For gritty, macho action look no further than The Dirty Dozen. Robert Aldrich crafted a film with enough testosterone for three movies, with the early training sequences providing some brutality laced with some light comedy. The final assault is a taut sequence with an ample amount of suspense and action. Aldrich does everything he could to make this movie a classic of the genre. The chateau built for this film was actually built brick for brick. When it came time to actually blow up the building, it was so solid that it could not be destroyed without killing all the crew. A portion of the chateau had to be rebuilt with cork and plastic.

Aldrich was actually told to cut a sequence toward the end where Jim Brown’s Jefferson drops grenades into a bomb shelter. He told doing so would put him in line for a Best Director Oscar, but he decided it would compromise the picture’s realism. The sequence is now one of the most remembered in the film.

As for the acting Lee Marvin, plays his tough guy image to it’s fullest. Reisman has to be brutal with his tactics to gain the men’s respect. Marvin’s comic timing also makes the character more than just a one-dimensional tough guy. This may be the role Marvin is most known for when all is said and done.

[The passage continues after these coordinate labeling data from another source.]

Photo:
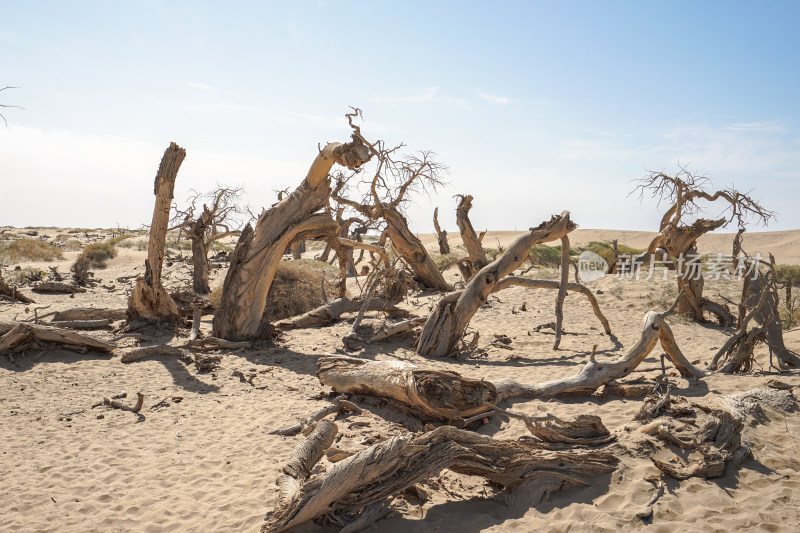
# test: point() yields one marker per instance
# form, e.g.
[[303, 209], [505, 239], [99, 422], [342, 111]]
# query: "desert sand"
[[199, 457]]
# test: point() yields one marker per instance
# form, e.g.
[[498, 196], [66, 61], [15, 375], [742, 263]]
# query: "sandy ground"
[[199, 458]]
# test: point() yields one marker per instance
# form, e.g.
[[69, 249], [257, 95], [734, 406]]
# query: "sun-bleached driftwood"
[[81, 324], [444, 395], [89, 313], [215, 343], [475, 251], [451, 316], [18, 334], [339, 405], [134, 354], [117, 404], [258, 253], [149, 300], [325, 314], [441, 235], [391, 466], [56, 287], [12, 292]]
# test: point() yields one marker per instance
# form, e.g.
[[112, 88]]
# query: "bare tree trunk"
[[257, 254], [197, 235], [452, 314], [411, 248], [562, 289], [393, 465], [149, 300], [441, 235], [471, 240]]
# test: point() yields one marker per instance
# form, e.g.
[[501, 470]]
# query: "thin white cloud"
[[502, 100]]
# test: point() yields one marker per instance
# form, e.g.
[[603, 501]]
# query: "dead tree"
[[211, 224], [149, 300], [441, 235], [388, 187], [475, 251], [255, 259], [12, 292], [452, 314], [354, 486], [435, 395], [678, 238], [760, 300]]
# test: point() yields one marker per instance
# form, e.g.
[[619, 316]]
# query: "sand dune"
[[200, 457]]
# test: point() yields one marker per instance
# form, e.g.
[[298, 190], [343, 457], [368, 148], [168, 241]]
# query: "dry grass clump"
[[29, 250]]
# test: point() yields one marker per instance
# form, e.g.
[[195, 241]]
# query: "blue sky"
[[536, 107]]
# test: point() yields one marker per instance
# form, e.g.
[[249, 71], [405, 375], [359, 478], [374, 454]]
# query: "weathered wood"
[[450, 318], [562, 289], [255, 259], [56, 287], [440, 395], [149, 300], [134, 354], [441, 235], [391, 466], [331, 311], [14, 334], [12, 292], [470, 239], [89, 313]]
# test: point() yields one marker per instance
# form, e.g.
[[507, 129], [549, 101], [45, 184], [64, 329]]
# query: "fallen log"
[[89, 313], [55, 287], [17, 334], [329, 312], [391, 466], [444, 395]]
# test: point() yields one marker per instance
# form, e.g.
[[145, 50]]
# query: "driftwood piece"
[[81, 324], [562, 289], [441, 235], [451, 316], [55, 287], [117, 404], [214, 343], [258, 253], [134, 354], [149, 300], [12, 292], [339, 405], [443, 395], [88, 313], [331, 311], [393, 465], [16, 334]]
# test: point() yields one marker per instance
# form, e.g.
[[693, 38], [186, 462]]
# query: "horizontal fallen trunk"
[[81, 324], [18, 334], [89, 313], [55, 287], [331, 311], [393, 465], [444, 395]]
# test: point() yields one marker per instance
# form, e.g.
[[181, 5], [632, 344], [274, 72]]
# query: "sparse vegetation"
[[29, 250]]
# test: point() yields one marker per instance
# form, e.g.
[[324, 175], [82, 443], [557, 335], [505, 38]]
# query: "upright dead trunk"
[[149, 300], [257, 254], [471, 240], [441, 235], [197, 235], [451, 316], [411, 248]]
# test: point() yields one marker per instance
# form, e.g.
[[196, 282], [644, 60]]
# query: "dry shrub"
[[29, 250], [97, 254], [297, 289]]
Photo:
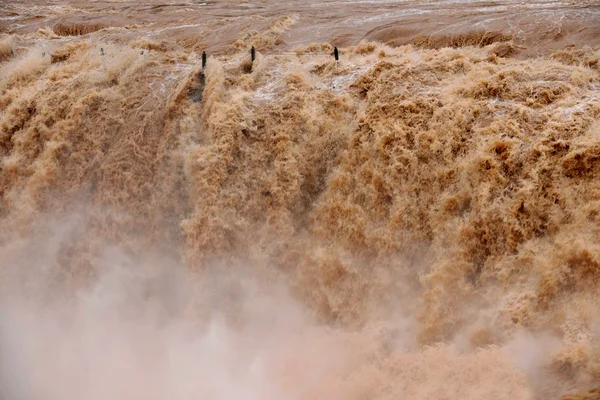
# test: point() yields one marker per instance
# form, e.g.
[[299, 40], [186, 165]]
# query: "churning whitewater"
[[418, 219]]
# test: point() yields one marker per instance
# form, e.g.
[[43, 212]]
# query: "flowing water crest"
[[417, 220]]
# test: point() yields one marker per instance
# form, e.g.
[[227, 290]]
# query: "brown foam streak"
[[473, 170]]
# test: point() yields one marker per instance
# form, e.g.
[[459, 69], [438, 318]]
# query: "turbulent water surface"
[[420, 219]]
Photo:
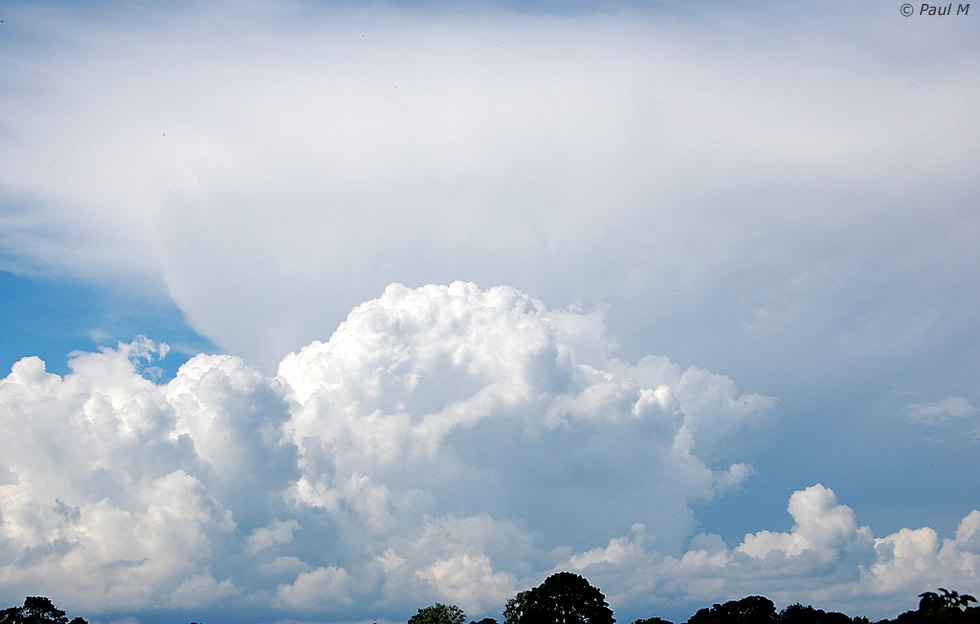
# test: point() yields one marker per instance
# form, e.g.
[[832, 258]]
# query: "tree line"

Of The Dozen, many personalities are able to shine. Bronson is able to make his character very likable by using his normally subdued screen persona. Telly Savalas is absolutely nuts in this movie. His Maggott is very funny at times, but his mental instability is never in question. Little touches by Savalas and the Direction help make Maggot a great character. For instance, when the men have their last session to plan, Maggott sits in the seat where Judas sat in the painting The Last Supper, which is a subtle, yet clever device. The biggest character arc for any prisoner is John Cassavetes’ Franko. Franko is an outspoken rebel at the film’s onset, but slowly warm to Reisman and the other men. It is Franko that is representative of the entire group’s psyche and their feelings toward the mission. Also, really breaking out in the film is Donald Sutherland as Pinkley. Pinkley’s goofy, hippee-ish nature got Sutherland noticed in Hollywood and really boosted his budding career.

Aldrich would use this formula of lovable losers again in the 1974 sports classic The Longest Yard. In that film, a rag tag bunch of convicts must take on prison guards in a football game with Burt Reynolds leading the convicts. Both of these films represent Aldrich’s best work.

Few War Films will ever be as popular as The Dirty Dozen. Its combination of comedy, action and suspense has made it a cherished film in the eyes of action fans. While the film may not be historically accurate or depict a real event, the film takes itself seriously enough that its entertainment value clearly outweighs lumbering Epics such as Pearl Harbor or The Longest Day. The Dirty Dozen was a breakthrough in showing the horrors of war where the innocent are not always spared, and how even the most unlikely of men is capable of heroism when faced with this truth.